For $a,b,c\in \mathbb{R}^n$, there exists a three dimensional subspace containing $a,b,c$. Since the inequality you wrote is obviously invariant under global isometries of $\mathbb{R}^n$, we can without loss of generality assume that $a\neq 0$ is real, and $a,b,c \in \mathbb{R}^4$ which we identify with the quaternions $\mathbb{H}$.

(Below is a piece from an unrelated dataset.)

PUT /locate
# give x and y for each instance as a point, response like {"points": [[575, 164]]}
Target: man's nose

The advantage to working in the quaternions is that it is an algebra, and has the property that $ |pq| = |p||q| $

Therefore we get

$ |a+b||a+c| = |a^2 + ac + ba + bc| = |a(a+b+c) + bc| $

here we see that it is important we choose $a$ to be real, so that $ba = ab$.

Similarly

$ |a+b||b+c| = |ab + ac + b^2 + bc| = |ba + b^2 + bc + ac| = |b(a+b+c) +ac | $

and

$ |a+c||b+c| = |ab + ac + cb + c^2| = |ab + ca + cb + c^2| = |c(a+b+c) + ab| $

and you can apply directly your argument for the case $a,b,c$ are in $\mathbb{R}$ and argue that the desired inequality holds. Note that this also gives you when the inequality is in fact an equality: whenever $bc$ and $a(a+b+c)$ are positively collinear, $ac$ and $b(a+b+c)$ are positively collinear, and $ab$ and $c(a+b+c)$ are positively collinear as quaternions. The trivial cases are when $a,b,c$ are all collinear and all have the same sign, and when $a+b+c = 0$.